I spent Yom Kippur (the Day of Atonement) with my Jewish Renewal community, a cohort that prizes creative liturgy, ecstatic chant, guided meditation and socially conscious sermons—just my style. Because one intention of the holiday is to turn toward life and away from whatever embitters it, many of the leaders talked about the terrible suffering of our world. One need only list the place names to understand: Darfur, Lebanon, Israel, Iraq, New Orleans…. The speakers’ intentions were the highest: to speak truth, to bring healing energy to the hurt places. Yet as the message was repeated that not only these places but the planet itself is ailing, I found myself worrying not just about the problems brought to our attention, but about the effect of stressing them.
In my spiritual tradition, as in so many others, when something is repeated, it is magnified. The energy committed to it attracts like energy, multiplying and amplifying itself. I am worried because I see Americans as a whole (not just my little community) as terrifying ourselves with the repetition of what is broken, until it buries what is beautiful, magnificent and good.
When my attention is so strongly focused on the power of those I oppose and the evidence of their misdeeds, that fragment of reality blots out all the other things that are true at the same time: the ocean of kindness, the great river of compassion that flows through our communities and our hearts, the awesome beauty and grace of which human beings are capable.
Part of my personal t’shuvah this year—my reorientation—has been to atone for the times I allowed the veil of fear to cover my eyes. Fear leads us to fight or flee, as every student of biology knows, to make ourselves small and invisible or to focus our attention on opposing a threat. Fear occupies the mind screen, pushing out everything else. Fear is a gift when we are being chased by a bear or an automatic rifle. But when threat takes up permanent residence in our minds, it buys up real estate like a land rush. On the campaign trail this week, President Bush’s theme, endlessly repeated, is that the world is a dangerous place filled with enemies and we must turn to him as our protector. The hope is that voters will give him the absolute power he desires (despite the fact that his exercise of power thus far has made things infinitely more dangerous). I will never pledge my fealty to Mr. Bush, but in a state of fear, I offer him the next best thing: my trembling mind magnifying his power, cowering and compliant.
I don’t deny the terrible suffering of the world and the dangers around us. But I absolutely refute the use our culture is making of this information. One thing that shrinks my fear is to remember history. Ours is by no means the first generation to terrorize ourselves into believing it will fall to us to witness the terrible end of humanity. We can’t know the future, but we do know that life is incredibly resilient. Based on the past, the great likelihood is that our real challenge will be not to witness the end, but to go on living in a way that honors our lives.

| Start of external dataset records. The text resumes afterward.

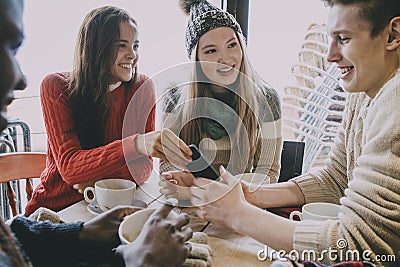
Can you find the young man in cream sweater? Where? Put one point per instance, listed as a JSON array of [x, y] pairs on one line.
[[363, 171]]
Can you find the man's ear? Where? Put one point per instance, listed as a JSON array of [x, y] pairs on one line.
[[394, 34]]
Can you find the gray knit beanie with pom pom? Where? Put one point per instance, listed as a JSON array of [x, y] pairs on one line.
[[204, 16]]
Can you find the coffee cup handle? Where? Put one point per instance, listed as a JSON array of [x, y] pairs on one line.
[[295, 213], [85, 194]]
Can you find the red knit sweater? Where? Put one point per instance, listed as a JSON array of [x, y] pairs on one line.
[[68, 164]]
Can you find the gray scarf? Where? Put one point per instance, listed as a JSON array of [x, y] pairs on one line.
[[221, 117]]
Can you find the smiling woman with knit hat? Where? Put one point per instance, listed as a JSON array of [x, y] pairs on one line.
[[226, 109]]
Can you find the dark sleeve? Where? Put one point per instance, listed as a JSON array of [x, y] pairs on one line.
[[48, 244]]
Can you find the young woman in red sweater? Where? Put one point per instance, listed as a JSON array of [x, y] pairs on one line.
[[100, 117]]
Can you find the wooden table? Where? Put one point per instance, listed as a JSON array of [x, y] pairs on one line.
[[229, 248]]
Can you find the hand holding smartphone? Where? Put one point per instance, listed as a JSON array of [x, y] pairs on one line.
[[199, 166]]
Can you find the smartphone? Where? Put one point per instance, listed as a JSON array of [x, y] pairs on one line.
[[199, 166]]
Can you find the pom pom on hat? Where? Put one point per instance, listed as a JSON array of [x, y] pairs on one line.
[[186, 5], [203, 17]]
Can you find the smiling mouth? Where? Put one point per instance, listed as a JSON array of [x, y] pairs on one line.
[[225, 69], [126, 66], [345, 70]]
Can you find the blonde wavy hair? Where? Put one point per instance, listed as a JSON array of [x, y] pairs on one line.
[[248, 130]]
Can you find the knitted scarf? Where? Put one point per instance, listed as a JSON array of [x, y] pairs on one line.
[[9, 248], [221, 117]]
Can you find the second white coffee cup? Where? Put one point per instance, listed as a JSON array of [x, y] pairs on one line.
[[111, 192], [319, 211]]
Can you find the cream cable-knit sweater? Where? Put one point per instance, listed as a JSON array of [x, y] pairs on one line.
[[363, 174]]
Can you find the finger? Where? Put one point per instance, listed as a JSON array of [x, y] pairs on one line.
[[168, 155], [187, 249], [224, 175], [162, 183], [187, 234], [166, 176], [181, 220], [171, 146], [187, 152], [167, 191], [196, 192], [164, 210], [200, 182], [197, 202], [123, 211]]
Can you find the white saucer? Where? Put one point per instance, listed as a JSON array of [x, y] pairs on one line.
[[94, 208]]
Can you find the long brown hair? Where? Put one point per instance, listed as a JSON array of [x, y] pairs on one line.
[[90, 79], [246, 135]]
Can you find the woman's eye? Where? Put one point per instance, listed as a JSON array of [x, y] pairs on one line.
[[343, 39], [210, 51], [232, 45]]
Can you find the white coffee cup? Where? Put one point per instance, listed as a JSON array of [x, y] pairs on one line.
[[132, 225], [319, 211], [111, 192]]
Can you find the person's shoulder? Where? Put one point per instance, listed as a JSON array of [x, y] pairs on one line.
[[171, 99], [269, 100], [142, 79]]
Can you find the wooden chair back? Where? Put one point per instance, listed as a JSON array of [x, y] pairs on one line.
[[17, 166]]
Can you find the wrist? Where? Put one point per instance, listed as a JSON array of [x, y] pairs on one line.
[[237, 222], [118, 258], [139, 143]]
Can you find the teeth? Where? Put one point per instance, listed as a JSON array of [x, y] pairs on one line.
[[346, 69], [126, 66], [225, 69]]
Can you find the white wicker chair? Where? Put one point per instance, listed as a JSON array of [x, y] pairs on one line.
[[313, 106]]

When the burden of the headlines gets too heavy—when I notice myself collaborating in the project of terrorizing the populace—I ask myself this: how would I live, what would I do, if I were not so scared? After a few seconds of imagining myself freed of that burden, I breathe more deeply, my step lightens, I lift my head and notice the world in all its amazing glory. Suddenly, I have access to a great reservoir of social and personal creativity. Ideas start tumbling into awareness, excitement replaces terror. I can think about solutions instead of scratching at problems until they bleed. I can remember the pleasure of life.
Here’s what I think: the more of us who are able to imagine this personal redemption becoming general and widespread, the more we reclaim our power from those who cultivate our fear. That great liturgical poem of love and longing, the Song or Songs, says “Love is as fierce as death”—as strong as the ultimate leveler of both bullies and the weak, of us all. I know from personal experience that love is stronger than fear. If we invest in love the attention that has been hijacked by fear, we can do anything that is humanly possible.